Baltimore is a city engulfed with poverty. There are entire neighborhoods almost totally abandoned. Rows of houses are boarded up, emtpy, some falling apart. Parts of the city are in ruins. Tens of thousands of the city's residents are paid below minimum wage. Thousands more are homeless, without medical care and working two or three jobs just to survive.
The city is a virtual police state. There are police cameras high atop pools with flashing blue lights in the city's poorest neighborhoods. Being a white man who works with many African Americans, I am very aware of the police presence. While I little to worry about in terms of serious police harassment, I am always prepared to be pulled over just for being white in a Black part of town, or for having non-white passengers in my car. I can't imagine what it must feel like to be a young Black man in this town, given that my rights will most likely be restored once I've been pulled over, threatened and then warned about the right place and the wrong place to be.
Despite the poverty and the police cameras and helicopters, I love Baltimore. Not all of Baltimore is in poverty. Much remains either poor or working class. Unlike my native Seattle, or nearby Washington DC, Baltimore retains a working class feel. The stores and homes are for people making $7 an hour, not $700,000 a year. There is a great buzz to the city, especially in parts of the city not emptied out, which makes it a wonderful place to live and be.

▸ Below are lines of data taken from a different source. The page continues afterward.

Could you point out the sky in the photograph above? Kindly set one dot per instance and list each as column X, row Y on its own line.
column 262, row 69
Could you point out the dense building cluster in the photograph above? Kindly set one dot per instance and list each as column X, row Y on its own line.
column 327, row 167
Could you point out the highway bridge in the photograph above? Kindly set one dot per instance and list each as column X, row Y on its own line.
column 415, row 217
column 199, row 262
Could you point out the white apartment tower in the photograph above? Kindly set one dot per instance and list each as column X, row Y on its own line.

It is in this reality that the UWA organizes the day laborers that clean Camden Yards. The Summer of Justice is our campaign to get folks from the suburbs to stand up with the poverty-wage workers to demand economic justice for all. We are organizing a series of events to bring people together for this cause, culminating in an all-night vigil, morning faith service and large march from the office of the Orioles owner to Camden Yards.
John Edwards talked about two Americas in his campaign for the nomination and then for Vice President. His was a lonesome voice in American politics these days. Somehow our leaders - from both parties - don't talk much about the poor. The goals of a "new deal," "fair deal," and "great society" have been lost to middle class tax breaks, welfare reform, and getting tougher and tougher on crime.

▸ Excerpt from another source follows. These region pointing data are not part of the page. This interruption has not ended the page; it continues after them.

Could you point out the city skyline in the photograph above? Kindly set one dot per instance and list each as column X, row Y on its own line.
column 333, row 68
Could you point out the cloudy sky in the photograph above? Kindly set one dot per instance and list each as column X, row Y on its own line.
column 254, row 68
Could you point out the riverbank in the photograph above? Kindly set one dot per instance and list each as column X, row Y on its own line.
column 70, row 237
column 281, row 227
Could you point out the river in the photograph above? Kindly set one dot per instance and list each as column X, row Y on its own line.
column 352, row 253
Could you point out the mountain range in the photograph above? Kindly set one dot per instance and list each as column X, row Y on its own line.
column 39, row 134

There should be no poverty in the United States. We are the richest country in the history of the world, with great technical riches making it possible to end poverty. But we cannot even start to make this end possible until we start down the path. And that requires leadership.

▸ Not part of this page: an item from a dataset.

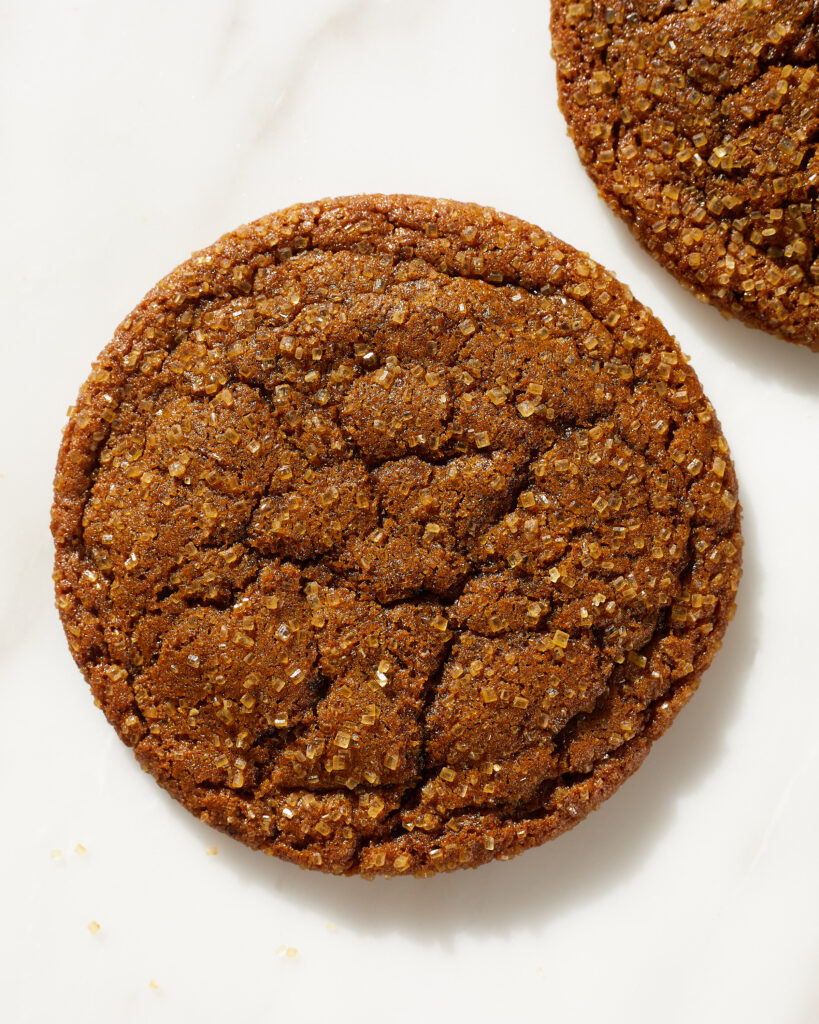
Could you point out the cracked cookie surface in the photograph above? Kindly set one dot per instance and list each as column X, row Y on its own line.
column 391, row 531
column 698, row 121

It's time for progressives to start talking about class politics again. To start talking about the values of economic justice. Because if we fail to do this, we risk seeing the end to the remaining poor and working neighborhoods not only in Baltimore, but also in Philadelphia, Cincinnati Detroit, Pittsburgh, New Orleans and in the rest of America. We must take on poverty, take on criminal economic neglect and injustice, or we risk losing our democracy, our national soul and causing great pain suffering for millions more of future Americans.